The hulls are all one-design and built from the same molds.[3]
The boat has a draft of 4.00 ft (1.22 m) with the centerboard extended and 8 in (20 cm) with it retracted, allowing beaching or ground transportation on a trailer.[1]
The design has a Portsmouth Yardstick racing average handicap of 90.3 and is normally raced with a crew of three sailors, although the boat can accommodate as many as eight people.[3]
Operational history
The boat is supported by an active class association, the Flying Scot Sailing Association, which controls the boat's design and organizes racing regattas. By 2020, the club had 118 fleets racing the boat.[9][10]

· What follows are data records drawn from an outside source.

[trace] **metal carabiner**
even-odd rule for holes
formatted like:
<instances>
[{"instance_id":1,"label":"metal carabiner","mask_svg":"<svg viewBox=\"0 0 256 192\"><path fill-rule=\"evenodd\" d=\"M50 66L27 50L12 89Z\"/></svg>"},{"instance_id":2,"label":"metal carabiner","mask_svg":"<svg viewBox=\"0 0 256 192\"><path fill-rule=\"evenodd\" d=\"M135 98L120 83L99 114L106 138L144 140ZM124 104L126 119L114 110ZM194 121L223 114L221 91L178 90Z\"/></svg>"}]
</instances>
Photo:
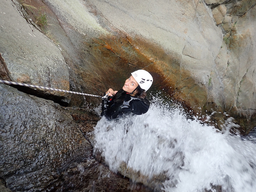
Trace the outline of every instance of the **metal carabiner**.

In a 1994 review Richard Sherwood wrote, "a big, fast centerboard boat, the Flying Scot has an unusual reverse sheer. Capacity is eight adults. With hard bilges and a slightly tunneled hull, stability is good. Rigging is relatively simple, and the class rules discourage complexity."[3]
The design was inducted into the American Sailboat Hall of Fame in 1998. The citation says in part: "a hotshot small boat sailor with a penchant for planing, designer Gordon "Sandy" Douglass was already famous in 1957 for high speed creations: the 17-foot Thistle and 20-foot Highlander. For his new design, he reined in his desire for all-out performance to produce a moderate boat that could still sail well, but be managed easily by a couple. This meant reducing sail area and letting the hull form swell for stability: then simplifying the rigging and deck layout, installing spacious and comfortable seats, and building it on the heavier, more durable side, Douglass found the rest of the formula."[11]
In a 2017 review in Soundings, Joni Palmer, manager of the US Naval Academy’s sailing program said, "It’s not a high-performance boat, so anybody can get into the boat. You can’t tweak everything. It’s hard to gain an edge. You have to concentrate on tactics and speed. It’s just a solid boat. But these boats do plane!"[12]